Norfolk, Suffolk Police Confirm Data Breach

Tom Jowitt,
Linkedin
Pronto is used by 20 police forces and more than 40,000 officers across England, Wales and the Channel Islands, and could now be used by 10,000 in Scotland.

Another data breach for a UK police force, after Norfolk and Suffolk police admit victim data has been accessed

A data breach has once again struck a UK police force, after Norfolk and Suffolk police admitted that personal identifiable information on crime victims has been compromised.

In its notice about the breach, Norfolk and Suffolk police admitted “an issue relating to a very small percentage of responses to Freedom of Information (FOI) requests for crime statistics, issued between April 2021 and March 2022.”

It comes after the Police Service of Northern Island last week admitted that a FOI request had accidentally exposed the names and locations of every police officer in Northern Ireland – valuable data that has wound up in the hands of dissident republicans.

Whistleblower leak keyboard security breach © CarpathianPrince Shutterstock

Data breach

In its admission, Norfolk and Suffolk constabularies said a technical issue led to some raw data belonging to the constabularies being included within the files produced in response to the FOI requests in question.

It said the data was hidden from anyone opening the files, but it should not have been included.
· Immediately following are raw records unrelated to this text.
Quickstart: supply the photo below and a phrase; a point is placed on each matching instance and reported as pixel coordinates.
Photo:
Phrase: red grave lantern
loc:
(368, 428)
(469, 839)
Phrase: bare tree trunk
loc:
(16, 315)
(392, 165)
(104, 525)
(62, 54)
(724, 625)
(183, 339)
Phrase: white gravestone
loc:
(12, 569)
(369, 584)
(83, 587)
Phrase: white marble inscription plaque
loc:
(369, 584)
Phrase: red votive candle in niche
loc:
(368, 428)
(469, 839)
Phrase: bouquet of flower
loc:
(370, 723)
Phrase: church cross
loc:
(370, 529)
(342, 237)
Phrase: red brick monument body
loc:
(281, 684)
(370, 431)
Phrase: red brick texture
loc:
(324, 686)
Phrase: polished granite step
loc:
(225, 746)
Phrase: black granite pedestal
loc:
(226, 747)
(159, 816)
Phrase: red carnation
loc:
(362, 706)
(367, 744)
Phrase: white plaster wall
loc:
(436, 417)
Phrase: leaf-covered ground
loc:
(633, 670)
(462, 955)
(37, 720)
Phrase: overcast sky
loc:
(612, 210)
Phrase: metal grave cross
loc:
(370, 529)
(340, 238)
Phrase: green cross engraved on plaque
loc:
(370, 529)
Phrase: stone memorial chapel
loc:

The data impacted was information held on a specific police system and related to crime reports, it added. The data includes personal identifiable information on victims, witnesses, and suspects, as well as descriptions of offences.

It is related to a range of offences, including domestic incidents, sexual offences, assaults, thefts and hate crime.

Norfolk and Suffolk constabularies said it had carried out a full and thorough analysis into the data impacted and has started the process of contacting those individuals who need to be notified about an impact to their personal data, which will be completed by the end of September.

The police force said it will be notifying a total of 1,230 people whose data has been breached.

Police apology

It added that strenuous efforts have been made to determine if the data released has been accessed by anyone outside of policing. At this stage it found nothing to suggest that this was the case.

The Information Commissioner’s Office (ICO) has been notified and is being kept updated.

“We would like to apologise that this incident occurred, and we sincerely regret any concern that it may have caused the people of Norfolk and Suffolk,” said T/Assistant Chief Constable of Suffolk Police, Eamonn Bridger, who led the investigation on behalf of both forces.

“I would like to reassure the public that procedures for handling FOI requests made to Norfolk and Suffolk constabularies are subject to continuous review to ensure that all data under the constabularies’ control is properly protected,” said Bridger.